The book chapter discusses how creating the “Other” is part of a media maker’s basic toolkit. To keep the audience engaged, media makers create protagonists bearing similarities to the viewer, positioning them closer to us as we identify with them. Conversely, media makers create Others who “either oppose the protagonist or present alternatives to them”, positioning them further away from us as they symbolize what “we” have rejected. Thus, Others are often “frighteningly repulsive”, embodying attitudes, values or beliefs we don’t subscribe to (92).

Outside Example:

One example I thought of while reading the chapter was the TV series “Stranger Things”. “Stranger Things” is a sci-fi horror-drama show set in Hawkins, Indiana during the 80s.

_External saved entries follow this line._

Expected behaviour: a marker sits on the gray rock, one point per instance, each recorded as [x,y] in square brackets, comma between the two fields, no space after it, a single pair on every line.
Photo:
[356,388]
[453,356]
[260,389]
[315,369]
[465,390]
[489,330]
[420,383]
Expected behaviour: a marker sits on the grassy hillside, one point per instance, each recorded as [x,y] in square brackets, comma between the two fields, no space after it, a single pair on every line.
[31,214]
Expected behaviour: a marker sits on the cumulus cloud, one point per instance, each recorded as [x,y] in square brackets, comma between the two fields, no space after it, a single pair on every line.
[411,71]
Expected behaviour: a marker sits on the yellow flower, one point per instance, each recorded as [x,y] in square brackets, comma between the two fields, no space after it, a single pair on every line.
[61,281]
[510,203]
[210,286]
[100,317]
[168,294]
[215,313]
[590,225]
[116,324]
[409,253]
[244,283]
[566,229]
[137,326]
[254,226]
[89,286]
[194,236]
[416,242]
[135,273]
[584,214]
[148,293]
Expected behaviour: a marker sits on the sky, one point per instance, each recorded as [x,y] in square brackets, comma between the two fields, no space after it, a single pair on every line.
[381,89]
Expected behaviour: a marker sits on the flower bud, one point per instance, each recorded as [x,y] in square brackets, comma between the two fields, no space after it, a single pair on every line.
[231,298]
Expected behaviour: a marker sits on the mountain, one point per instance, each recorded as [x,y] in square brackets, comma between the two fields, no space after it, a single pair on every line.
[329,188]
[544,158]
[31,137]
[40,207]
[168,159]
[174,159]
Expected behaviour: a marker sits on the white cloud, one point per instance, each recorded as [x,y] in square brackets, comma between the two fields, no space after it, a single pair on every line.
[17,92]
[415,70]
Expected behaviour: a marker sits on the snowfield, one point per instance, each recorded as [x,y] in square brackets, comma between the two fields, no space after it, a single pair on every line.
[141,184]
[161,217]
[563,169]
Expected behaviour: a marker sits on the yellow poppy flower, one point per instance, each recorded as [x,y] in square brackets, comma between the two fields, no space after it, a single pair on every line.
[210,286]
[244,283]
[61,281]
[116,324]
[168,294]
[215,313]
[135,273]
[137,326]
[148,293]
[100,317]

The show revolves around a group of young boys who witness a series of supernatural events beginning with the disappearance of their friend (Will Byers) and the arrival of 11, a girl with psychokinetic and telepathic powers. Although the show centers around the fallout of covert paranormal experiments carried out by the nearby Hawkins National Laboratory, the third season reflects period-anxieties of Soviet presence in the United States (the show is set in Cold-War America). While anti-Soviet propaganda is wide-spread, the characters are forced to question their perception of the Soviet “Other” when they capture a Russian scientist, Alexei, who helps them uncover the secret Soviet base hidden under Starcourt Mall.

Alec Utgoff Alexei Stranger Things Season 3 Credit: Netflix

Connection to the Reading:

The producers turn Alexei into an “Other” in a number of ways. As the rest of the characters are Americans, he is an outsider as he is Russian. In addition to this – by subscribing to the idea that all Soviets were “commie bastards”- Alexei is once again “Othered” by association with communism, a value opposing American capitalism and American freedoms. While the rest of the characters speak English, Alexei can only communicate in Russian. Although initially considered the “Other”, the audience and characters slowly come to understand that Alexei (ie. the Russians) may not be so different from themselves after all. For example, Alexei enjoys cherry slurpees and going to the fair just as any resident of Hawkins does. By slowly eliminating differences between the protagonists (and by extension, the viewer) and the supposed enemy. In this way, the media makers create an intimacy between the viewer and Alexei which makes his sudden death so shocking and upsetting.